Dans le nouveau roman de Shion Miura (1), Chez Tada, Travaux en tout genre, Gyôten travaille pour l’entreprise Tada. Son patron, Keisuke Tada a monté ce petit boulot d’homme à tout faire faute de mieux. Ils se sont retrouvés par hasard sur un banc à un arrêt de bus. Ils étaient ensemble au lycée, sans avoir eu de relation particulièrement proche.
En fait, Tada a recueilli Haruhiko Gyôten pour ne pas dire que celui-ci s’est accroché à ses baskets. Ils vivent au jour le jour dans le bureau/appartement de Tada. Pour le travail, ils acceptent tout ce que leurs clients rejettent comme basses œuvres.
Ils sont ainsi amenés à nettoyer un jardin ou vider une réserve de choses devenues inutiles. Rien de bien motivant, mais rien de bien compliqué non plus. Ils n’ont aucune ambition particulière, si ce n’est d’avoir à manger, à boire et de quoi fumer pour le lendemain.
Mais un beau jour ils acceptent de transporter un jeune garçon à l’école et de le ramener à son domicile. Travail facile et peu fatigant. Toutefois, la sinécure prévue se métamorphoser en une rocambolesque aventure à cause d’un caïd de Mahoro, lointaine banlieue de Tokyo où ils exercent leur talent.
En effet, le gamin n’est pas si innocent qu’il le laisse paraître. Ils s’en rendent compte lorsqu’ils ne le convoient pas. Il est un relais pour le trafiquant de drogue. Ils feront tout pour le sortir des griffes du caïd, au risque d’en subir de lourdes conséquences.
L’autrice nous dévoile une riche galerie de portraits dans un style très réaliste, presque naturaliste et plutôt cocasse. Tous ces personnages sont très vivants. Cela va de prostituées qui recueillent un chihuahua au client obsédé par les horaires de bus qui s’amenuisent. Ils forment une petite ville avec ces joies minimales et ses contrariétés du quotidien.
À commencer, d’ailleurs, par les deux principaux personnages. Tada est très serviable et pour cause, mais amer. Sa voix intérieure qui apparaît souvent au cours de leurs “aventures” en dit long sur son ressentiment. Quant à Gyôten, il est très mystérieux. Il a beaucoup de distance avec la vie et ne s’engage que lorsqu’il ne peut pas agir autrement.

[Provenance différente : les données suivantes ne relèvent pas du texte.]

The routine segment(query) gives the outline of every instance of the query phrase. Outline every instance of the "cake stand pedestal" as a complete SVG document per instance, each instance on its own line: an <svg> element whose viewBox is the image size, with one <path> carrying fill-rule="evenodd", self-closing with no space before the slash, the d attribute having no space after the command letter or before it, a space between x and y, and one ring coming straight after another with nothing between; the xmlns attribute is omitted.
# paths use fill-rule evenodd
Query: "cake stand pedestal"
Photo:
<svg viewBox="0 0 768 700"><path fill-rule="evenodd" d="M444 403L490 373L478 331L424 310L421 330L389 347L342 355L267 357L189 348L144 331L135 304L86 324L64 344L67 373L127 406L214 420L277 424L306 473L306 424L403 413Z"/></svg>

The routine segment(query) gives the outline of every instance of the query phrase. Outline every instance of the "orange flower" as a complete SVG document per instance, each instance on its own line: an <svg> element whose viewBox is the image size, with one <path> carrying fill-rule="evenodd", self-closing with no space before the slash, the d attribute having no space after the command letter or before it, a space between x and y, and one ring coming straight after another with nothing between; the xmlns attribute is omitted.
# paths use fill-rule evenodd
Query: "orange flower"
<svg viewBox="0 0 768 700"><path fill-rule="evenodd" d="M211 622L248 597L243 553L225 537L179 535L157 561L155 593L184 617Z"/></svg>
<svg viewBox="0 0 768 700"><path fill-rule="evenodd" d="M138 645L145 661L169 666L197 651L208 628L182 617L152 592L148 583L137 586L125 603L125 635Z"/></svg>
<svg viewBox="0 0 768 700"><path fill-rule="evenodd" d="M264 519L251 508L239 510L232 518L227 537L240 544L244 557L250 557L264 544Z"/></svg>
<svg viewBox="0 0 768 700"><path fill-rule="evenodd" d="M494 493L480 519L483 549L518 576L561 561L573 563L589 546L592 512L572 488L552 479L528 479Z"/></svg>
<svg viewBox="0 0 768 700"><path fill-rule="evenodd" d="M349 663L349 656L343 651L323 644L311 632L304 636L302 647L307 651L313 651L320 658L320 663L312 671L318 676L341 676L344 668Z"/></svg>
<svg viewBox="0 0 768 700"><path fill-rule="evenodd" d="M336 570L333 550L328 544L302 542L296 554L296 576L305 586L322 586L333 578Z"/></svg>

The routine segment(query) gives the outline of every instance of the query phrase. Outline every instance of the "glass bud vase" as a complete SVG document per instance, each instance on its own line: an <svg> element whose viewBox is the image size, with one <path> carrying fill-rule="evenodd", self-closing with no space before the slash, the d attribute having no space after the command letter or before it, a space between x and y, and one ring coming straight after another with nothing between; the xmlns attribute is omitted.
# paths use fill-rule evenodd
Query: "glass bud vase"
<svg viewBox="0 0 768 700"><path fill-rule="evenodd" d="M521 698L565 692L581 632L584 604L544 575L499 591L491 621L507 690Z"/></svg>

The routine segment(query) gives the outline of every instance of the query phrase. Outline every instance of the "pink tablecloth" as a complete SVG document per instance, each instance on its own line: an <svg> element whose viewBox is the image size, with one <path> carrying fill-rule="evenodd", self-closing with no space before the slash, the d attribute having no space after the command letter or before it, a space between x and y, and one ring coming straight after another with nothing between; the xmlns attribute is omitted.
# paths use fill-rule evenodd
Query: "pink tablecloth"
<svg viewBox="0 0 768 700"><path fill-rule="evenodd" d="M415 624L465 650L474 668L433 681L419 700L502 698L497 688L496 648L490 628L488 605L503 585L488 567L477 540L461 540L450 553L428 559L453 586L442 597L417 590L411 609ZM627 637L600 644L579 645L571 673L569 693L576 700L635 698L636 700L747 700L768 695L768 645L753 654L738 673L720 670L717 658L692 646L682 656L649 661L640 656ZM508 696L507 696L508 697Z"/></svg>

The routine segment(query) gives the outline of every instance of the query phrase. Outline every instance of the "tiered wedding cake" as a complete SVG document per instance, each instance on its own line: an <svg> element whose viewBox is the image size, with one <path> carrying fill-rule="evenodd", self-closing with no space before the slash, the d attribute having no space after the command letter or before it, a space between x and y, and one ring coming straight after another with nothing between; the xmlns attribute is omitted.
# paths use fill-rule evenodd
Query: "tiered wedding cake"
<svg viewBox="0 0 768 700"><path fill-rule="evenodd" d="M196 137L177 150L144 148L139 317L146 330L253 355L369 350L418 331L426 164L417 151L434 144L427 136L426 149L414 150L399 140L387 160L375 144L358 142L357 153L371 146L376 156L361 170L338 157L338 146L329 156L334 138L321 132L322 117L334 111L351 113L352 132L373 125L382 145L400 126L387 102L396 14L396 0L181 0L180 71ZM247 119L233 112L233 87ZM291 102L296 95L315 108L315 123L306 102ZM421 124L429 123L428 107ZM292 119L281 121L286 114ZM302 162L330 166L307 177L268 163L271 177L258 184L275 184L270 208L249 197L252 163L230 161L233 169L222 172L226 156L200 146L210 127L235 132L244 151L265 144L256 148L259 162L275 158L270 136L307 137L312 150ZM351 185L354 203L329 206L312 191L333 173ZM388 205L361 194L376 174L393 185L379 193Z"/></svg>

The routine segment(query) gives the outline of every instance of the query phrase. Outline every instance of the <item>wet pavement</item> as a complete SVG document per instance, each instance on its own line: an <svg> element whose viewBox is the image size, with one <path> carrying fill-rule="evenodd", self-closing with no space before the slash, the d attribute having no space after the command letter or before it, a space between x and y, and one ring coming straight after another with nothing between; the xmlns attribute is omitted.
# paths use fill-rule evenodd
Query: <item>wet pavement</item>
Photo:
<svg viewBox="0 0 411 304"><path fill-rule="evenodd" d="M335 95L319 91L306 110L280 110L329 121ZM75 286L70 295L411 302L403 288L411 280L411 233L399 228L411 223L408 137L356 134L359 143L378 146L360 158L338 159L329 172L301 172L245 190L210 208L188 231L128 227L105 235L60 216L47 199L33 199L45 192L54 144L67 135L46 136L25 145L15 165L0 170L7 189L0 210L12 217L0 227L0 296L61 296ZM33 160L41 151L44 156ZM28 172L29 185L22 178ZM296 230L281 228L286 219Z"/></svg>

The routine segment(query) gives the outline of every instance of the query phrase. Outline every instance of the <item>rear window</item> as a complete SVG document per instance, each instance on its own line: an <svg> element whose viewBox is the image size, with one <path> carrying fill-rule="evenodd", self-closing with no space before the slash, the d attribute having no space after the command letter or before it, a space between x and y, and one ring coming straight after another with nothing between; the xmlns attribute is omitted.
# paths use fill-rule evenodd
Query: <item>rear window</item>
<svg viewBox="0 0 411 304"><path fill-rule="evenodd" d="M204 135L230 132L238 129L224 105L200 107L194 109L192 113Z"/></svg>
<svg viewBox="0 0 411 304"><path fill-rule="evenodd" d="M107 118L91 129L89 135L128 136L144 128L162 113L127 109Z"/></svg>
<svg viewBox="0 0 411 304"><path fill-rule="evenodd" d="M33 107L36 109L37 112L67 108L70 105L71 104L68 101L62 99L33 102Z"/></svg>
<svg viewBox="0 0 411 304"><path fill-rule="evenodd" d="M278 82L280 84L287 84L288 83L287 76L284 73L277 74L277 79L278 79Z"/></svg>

Pour autant, il se construit une amitié paradoxale entre les deux hommes. Sans se l’avouer Tada lâche même, quasiment par inadvertance, qu’ils sont presque amis. Il ne peut plus se passer de la présence de Gyôten. En effet lorsque son ami disparaît, il remue ciel et terre pour le retrouver.
Un récit humaniste sur la difficulté de l’amitié et le déclassement social. Bien que las de la vie, il faut bien l’accepter. Elle peut bien valoir le coup ! Qui sait, après tout ?
Quelque temps auparavant est paru, aussi chez Actes Sud, B-52 ou celle qui aimait Tolstoï de l’autrice vietnamienne Thuân qui écrit directement en français. Ce roman qui suit le cheminement d’une jeune femme médecin vietnamienne de la guerre dans son pays à son exil en France est traversé par une grande dérision. Guerre et paix n’y est pas pour rien !
Camille DOUZELET et Pierrick SAUZON
(1) Lire notre chronique de son précédent roman chez Actes Sud : https://asiexpo.fr/la-grande-traversee-de-shion-miura-parait-chez-actes-sud/
Chez Tada, Travaux en tout genre de Shion Miuraparaît, roman traduit japonais par Liza Thetiot, 304 pages, 22, 50 €, éd. Actes Sud. En librairie le 21 mai 2025.
B-52 ou celle qui aimait Tolstoï de Thuân, 160 pages, 18€, éd. Actes Sud. En librairie le 5 mars 2025.